Terkait aktivitas pertambangan PT PTI yang berada di Desa Ogo Taring Kecamatan Lampasio Kabupaten Tolitoli, ungkap Moh Taufik Eksekutif Kampanye dan Advokasi Jatam Sulteng, patut diduga aktivitas ini adalah illegal.
“ Karena menurut data kami dari Jaringan Advokasi Tambang Sulawesi Tengah, IUP eksplorasi yang dikantongi PT Prima Tambang Indonesia dengan Nomor IUP 13 Tahun 2012 dengan luas 4.788 hektare, dengan komoditas emas hanya berlaku selama tiga tahun sampai dengan 2015, sejak ditandatangani pada tahun 2012. Sehingga kami menganggap aktivitas eksplorasi yang dilakukan sampai dengan hari ini, patut diduga adalah sebagai tindakan ilegal, karena tidak mengantongi izin apapun dari instansi terkait yang mengatur soal pertambangan. Setelah berakhirnya izin usaha pertambangan dan tahap eksplorasi di tahun 2015, dan pihak perusahaan juga tidak pernah melakukan perpanjangan izin atau peningkatan tahapan izin dari eskplorasi ke izin oeprasi produksi, “ papar Moh Taufik, Jumat (23/11).

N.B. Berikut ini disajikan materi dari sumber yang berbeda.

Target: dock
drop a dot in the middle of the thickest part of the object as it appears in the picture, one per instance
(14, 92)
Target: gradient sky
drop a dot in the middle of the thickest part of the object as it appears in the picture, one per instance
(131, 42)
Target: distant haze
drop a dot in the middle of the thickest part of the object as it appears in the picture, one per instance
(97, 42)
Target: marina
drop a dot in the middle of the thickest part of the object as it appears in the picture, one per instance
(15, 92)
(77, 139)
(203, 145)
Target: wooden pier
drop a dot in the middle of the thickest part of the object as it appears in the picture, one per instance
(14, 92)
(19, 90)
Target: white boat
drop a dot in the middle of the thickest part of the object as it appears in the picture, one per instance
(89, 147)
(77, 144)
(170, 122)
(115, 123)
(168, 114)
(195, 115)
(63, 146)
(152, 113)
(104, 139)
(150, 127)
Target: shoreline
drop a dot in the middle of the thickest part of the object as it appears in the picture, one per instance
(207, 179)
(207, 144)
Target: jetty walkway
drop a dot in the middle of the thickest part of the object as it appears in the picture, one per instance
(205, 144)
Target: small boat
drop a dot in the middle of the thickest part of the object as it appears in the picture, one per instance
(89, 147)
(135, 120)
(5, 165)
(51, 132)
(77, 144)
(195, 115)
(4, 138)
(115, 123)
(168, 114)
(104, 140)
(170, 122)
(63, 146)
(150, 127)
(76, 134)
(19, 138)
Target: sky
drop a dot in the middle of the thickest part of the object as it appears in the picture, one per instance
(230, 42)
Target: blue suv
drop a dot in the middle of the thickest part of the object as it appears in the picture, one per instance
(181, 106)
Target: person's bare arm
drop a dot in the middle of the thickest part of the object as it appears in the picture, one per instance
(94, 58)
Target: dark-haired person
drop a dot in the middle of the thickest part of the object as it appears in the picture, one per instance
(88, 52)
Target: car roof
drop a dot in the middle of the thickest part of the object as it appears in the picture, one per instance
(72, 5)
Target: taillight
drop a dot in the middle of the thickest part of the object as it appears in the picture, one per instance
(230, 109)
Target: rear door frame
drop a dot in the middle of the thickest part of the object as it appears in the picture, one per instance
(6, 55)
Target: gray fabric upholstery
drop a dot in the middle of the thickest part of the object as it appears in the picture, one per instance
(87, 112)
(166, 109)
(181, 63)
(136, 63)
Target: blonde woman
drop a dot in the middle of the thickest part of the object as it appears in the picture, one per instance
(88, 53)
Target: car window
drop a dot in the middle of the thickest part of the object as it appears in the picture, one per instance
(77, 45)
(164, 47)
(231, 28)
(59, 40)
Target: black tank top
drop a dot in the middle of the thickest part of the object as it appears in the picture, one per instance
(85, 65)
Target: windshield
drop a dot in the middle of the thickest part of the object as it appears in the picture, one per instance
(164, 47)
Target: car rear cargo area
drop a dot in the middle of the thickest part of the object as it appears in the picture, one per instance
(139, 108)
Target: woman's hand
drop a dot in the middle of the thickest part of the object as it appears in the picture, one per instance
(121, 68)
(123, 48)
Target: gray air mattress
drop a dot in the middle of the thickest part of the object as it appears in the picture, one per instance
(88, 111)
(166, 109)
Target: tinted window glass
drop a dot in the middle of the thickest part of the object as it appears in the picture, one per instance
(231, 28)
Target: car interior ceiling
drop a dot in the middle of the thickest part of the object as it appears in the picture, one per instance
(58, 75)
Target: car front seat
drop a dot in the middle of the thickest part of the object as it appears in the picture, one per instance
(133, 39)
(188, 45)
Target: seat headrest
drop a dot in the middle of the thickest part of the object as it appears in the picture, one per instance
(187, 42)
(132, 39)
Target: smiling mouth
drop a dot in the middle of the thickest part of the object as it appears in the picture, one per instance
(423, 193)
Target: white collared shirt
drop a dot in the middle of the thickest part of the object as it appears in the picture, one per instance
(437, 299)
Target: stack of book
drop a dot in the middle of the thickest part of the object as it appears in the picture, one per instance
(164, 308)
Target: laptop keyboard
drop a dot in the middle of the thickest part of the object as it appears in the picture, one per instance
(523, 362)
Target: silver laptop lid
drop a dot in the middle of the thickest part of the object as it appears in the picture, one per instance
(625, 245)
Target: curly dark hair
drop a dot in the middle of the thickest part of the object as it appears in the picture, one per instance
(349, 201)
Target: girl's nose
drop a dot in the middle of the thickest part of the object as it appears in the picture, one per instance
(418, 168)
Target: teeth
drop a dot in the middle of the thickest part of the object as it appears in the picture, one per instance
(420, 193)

Menurut Taufik, aktivitas eksplorasi dilakukan oleh PT PTI, yang juga diduga masuk dalam kawasan hutan lindung. “ Ini patut juga kita duga sebagai salah satu tindak pidana kehutanan, karena data yang dimiliki oleh Jatam Sulteng terkait perusahaan tambang yang mengantongi Izin Pinjam Pakai Kawasan Hutan (IPPKH) dari Kementerian Kehutanan untuk tahapan IUP ekplorasi. Hanya ada dua perusahaan tambang yang mengantongi IPPKH dari Kementrian Kehutanan, pertama PT Bumi Cerah Cemerlang di Kabupaten Parigi Moutong (Parimo), dan yang kedua PT Replika Citra Adhigraha yang juga berada di Kabupaten Parimo.
“ Sehingga menurut hemat kami, pertama aktivitas pertambangan ini jelas melanggar Pasal 160 ayat (1) Undang Undang Nomor 4 Tahun 2009 Tentang Pertambangan Mineral dan Batubara, yang menjelaskan ”Setiap orang yang melakukan eksplorasi tanpa memiliki IUP atau IUPK sebagaimana dimaksud dalam Pasal 37atau Pasal 74 ayat (1) dipidana dengan pidana kurungan paling lama 1 (satu) tahun atau denda paling banyak Rp 200.000.000,00 (dua ratus juta rupiah), “ bebernya.
Dijelaskannya lagi, aktivitas eksplorasi yang dilakukan oleh PT PTI, yang diduga masuk (mencaplok, red) dalam kawasan hutan lindung jelas melanggar Undang-Undang Nomor 41 Tahun 1999 Tentang Kehutanan, Pasal 50 Ayat (3) huruf g yang menjelaskan “melakukan kegiatan penyelidikan umum atau eksplorasi atau eksploitasi bahan tambang di dalam kawasan hutan, tanpa izin Menteri, dan Pasal 78 ayat (6) yang menjelaskan “Barang siapa dengan sengaja melanggar ketentuan sebagaimana dimaksud dalam Pasal 38 ayat (4) atau Pasal 50 ayat (3) huruf g, diancam dengan pidana penjara paling lama 10 ( sepuluh ) tahun dan denda paling 10(sepuluh) tahun dan denda paling banyak Rp 5.000.000.000,00 (lima miliar rupiah).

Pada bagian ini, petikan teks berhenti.